The purchaser of 190 Pine Street in 1932 was Joesphine Dalton. Josephine’s husband, Charles, ran a real estate business and was the general manager of the Portland Sand & Gravel Company. The Dalton’s were real estate buyers, sellers, developers, and owners. The 1924 tax rolls list them as owners of 15 properties in the city and on the islands. One of them was their residence at 30 Deering Street. They had two sons who were grown by the time they purchased 190 Pine Street. Charles died in 1941 and Josephine lived on at 190 Pine until she sold it in 1947. The next owners were Thelma and Theodore Sweetland who ran a lodging house at 784 Congress Street now the site of the Portland Fire Departments Bramhall Station.

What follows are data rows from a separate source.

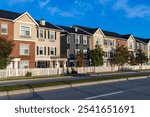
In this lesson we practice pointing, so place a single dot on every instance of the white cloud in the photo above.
(67, 14)
(132, 11)
(53, 10)
(103, 2)
(43, 3)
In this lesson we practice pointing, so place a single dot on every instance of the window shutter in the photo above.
(45, 50)
(45, 34)
(37, 33)
(48, 34)
(37, 50)
(48, 51)
(55, 35)
(55, 51)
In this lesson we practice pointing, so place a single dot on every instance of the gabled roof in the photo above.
(87, 29)
(112, 34)
(72, 30)
(126, 36)
(48, 25)
(9, 15)
(143, 40)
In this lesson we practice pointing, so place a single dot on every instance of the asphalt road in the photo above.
(123, 90)
(7, 83)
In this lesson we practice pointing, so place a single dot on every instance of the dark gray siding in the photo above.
(63, 46)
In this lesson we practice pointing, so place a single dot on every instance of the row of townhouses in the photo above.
(40, 44)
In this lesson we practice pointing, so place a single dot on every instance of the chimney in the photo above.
(76, 29)
(42, 22)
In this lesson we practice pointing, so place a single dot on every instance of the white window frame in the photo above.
(85, 39)
(52, 33)
(68, 53)
(76, 51)
(130, 45)
(23, 48)
(6, 28)
(68, 39)
(40, 34)
(106, 41)
(85, 53)
(77, 39)
(41, 48)
(24, 65)
(98, 40)
(27, 27)
(50, 48)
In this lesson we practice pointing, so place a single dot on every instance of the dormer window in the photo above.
(25, 31)
(41, 33)
(77, 39)
(52, 35)
(4, 29)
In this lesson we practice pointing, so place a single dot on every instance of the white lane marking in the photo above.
(104, 95)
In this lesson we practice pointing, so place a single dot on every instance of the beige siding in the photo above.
(24, 21)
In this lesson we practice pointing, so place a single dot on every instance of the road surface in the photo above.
(122, 90)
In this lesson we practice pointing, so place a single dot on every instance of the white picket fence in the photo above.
(58, 71)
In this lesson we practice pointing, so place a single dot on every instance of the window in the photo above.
(112, 43)
(144, 47)
(41, 50)
(118, 43)
(24, 64)
(24, 49)
(25, 31)
(85, 53)
(77, 39)
(123, 44)
(106, 42)
(41, 33)
(106, 54)
(76, 51)
(97, 41)
(4, 29)
(84, 40)
(52, 51)
(130, 45)
(68, 53)
(52, 35)
(68, 40)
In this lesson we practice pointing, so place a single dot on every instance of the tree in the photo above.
(97, 56)
(5, 50)
(121, 56)
(141, 57)
(80, 59)
(132, 60)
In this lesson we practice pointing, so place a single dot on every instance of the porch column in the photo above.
(16, 63)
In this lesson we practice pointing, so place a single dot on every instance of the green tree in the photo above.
(121, 56)
(132, 59)
(141, 57)
(80, 59)
(96, 56)
(5, 50)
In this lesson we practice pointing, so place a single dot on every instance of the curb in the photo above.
(15, 92)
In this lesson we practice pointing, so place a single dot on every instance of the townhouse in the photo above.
(19, 27)
(36, 43)
(48, 46)
(40, 44)
(74, 40)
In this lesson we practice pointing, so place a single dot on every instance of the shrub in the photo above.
(28, 74)
(74, 71)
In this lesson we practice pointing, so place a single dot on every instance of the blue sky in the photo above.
(122, 16)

The Sweetland sold our subject in 1950. The purchasers were an attorney named Bernard Bove and his wife Marcella. The Bove’s sold a year later to Francis and Jane Kilroy. Francis was a clerk at the post office and Jane was a clerk for the US Court on Federal Street. They had 3 sons who were all full-grown by the time of the purchase of 190 Pine Street. In 1961, Francis and Jane transferred the property, and a $12,000 mortgage, to their son Richard. 6 months later, Richard sold the home, minus the mortgage, to a physician named Stanley Dienst. He lived and ran his practice from190 Pine Street until he sold it in 1968.

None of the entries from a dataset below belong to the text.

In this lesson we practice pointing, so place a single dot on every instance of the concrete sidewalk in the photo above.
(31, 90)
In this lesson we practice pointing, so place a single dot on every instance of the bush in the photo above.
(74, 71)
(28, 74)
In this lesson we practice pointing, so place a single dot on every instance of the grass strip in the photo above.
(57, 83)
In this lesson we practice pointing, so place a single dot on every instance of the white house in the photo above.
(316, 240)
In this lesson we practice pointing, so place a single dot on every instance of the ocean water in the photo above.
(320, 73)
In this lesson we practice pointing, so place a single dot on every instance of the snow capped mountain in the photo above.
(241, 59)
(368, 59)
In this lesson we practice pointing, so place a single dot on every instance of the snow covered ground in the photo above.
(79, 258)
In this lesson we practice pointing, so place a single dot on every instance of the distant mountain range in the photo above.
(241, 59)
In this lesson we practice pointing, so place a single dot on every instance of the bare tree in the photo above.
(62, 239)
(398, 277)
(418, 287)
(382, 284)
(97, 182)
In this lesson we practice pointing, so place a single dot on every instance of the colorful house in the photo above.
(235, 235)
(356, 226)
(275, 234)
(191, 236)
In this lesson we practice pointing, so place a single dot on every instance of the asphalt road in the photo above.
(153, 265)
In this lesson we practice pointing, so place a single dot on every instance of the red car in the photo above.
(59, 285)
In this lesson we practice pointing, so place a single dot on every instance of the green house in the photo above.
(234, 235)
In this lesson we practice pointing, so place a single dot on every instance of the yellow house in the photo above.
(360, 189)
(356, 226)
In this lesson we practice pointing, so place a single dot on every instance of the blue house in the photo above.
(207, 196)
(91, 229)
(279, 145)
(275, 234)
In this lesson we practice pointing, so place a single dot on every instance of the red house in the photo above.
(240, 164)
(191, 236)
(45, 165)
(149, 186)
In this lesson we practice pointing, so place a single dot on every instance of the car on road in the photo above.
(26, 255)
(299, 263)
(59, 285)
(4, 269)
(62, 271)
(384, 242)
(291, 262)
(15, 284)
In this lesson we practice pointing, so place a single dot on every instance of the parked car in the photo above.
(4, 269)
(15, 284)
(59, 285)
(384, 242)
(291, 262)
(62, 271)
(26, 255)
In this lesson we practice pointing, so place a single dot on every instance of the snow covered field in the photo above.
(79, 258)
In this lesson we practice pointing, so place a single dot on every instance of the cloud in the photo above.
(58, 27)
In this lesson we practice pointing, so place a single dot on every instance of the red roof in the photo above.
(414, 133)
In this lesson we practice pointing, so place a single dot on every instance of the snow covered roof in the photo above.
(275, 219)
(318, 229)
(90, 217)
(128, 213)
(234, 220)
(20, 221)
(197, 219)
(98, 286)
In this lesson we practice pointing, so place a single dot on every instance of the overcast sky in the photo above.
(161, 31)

in 1968, Stanley Dienst sold 190 Pine Street to a widow named Dorothy Humphries. She resided here until 1977 when she sold it to a physician from Freeport named Rebecca Hotelling. She ran her practice here until 2007 when she sold it to another physician named Heidi Larsen. The current owner purchased it in 2014. In 2020, they submitted a plan to replace the tired, not original, garage facing Chadwick Street. As the home is in the West End Historic District, it will undergo an intensive design review. Included in the submission plan is a plan for the first floor reproduced below.
188 Pine Street is currently listed as a single-family home.
190 Pine Street is currently listed as a three-family home.
The condition of the building is excellent.